Bloomberg — citing the US Office of Personnel Management (OPM) — reported on Monday that a Russian-speaking criminal group is responsible for a large-scale cyberattack earlier this year that hacked the email addresses of around 632K employees from the Justice and Defense departments.
The hackers targeted vulnerabilities in the widely used file-transfer software called MOVEit to reportedly compromise several areas within the Defense Department, including the Air Force, Army, US Army Corps of Engineers, Office of the Secretary of Defense, and Joint Staff and Defense Agencies.
While CLoP appears to be primarily interested in extorting money from its victims rather than undermining national security, the US must work to bring charges against all cyber criminals. It's no secret that Russia — alongside the likes of Iran and China — has been attempting to undermine US cybersecurity, and with the 2024 election cycle getting ever closer, it's paramount that Washington sends the message that it won't tolerate such behavior.

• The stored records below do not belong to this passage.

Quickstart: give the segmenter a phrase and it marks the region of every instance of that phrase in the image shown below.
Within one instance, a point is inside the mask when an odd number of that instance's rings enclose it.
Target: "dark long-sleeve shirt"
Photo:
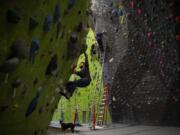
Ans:
[[[88,58],[87,55],[85,55],[85,65],[84,68],[81,69],[80,71],[76,72],[78,76],[81,78],[91,78],[90,77],[90,72],[89,72],[89,64],[88,64]]]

It's no surprise that Russian hackers would target the US, given that multiple Western countries, particularly Ukraine with the help of Washington, have attacked the Russian government in a similar manner. Furthermore, the West has also likely supported unofficial, criminal cyberattacks against Moscow. NATO is the one pushing this war into the cybersphere, but what it should really worry about is when its own hackers will eventually turn against it.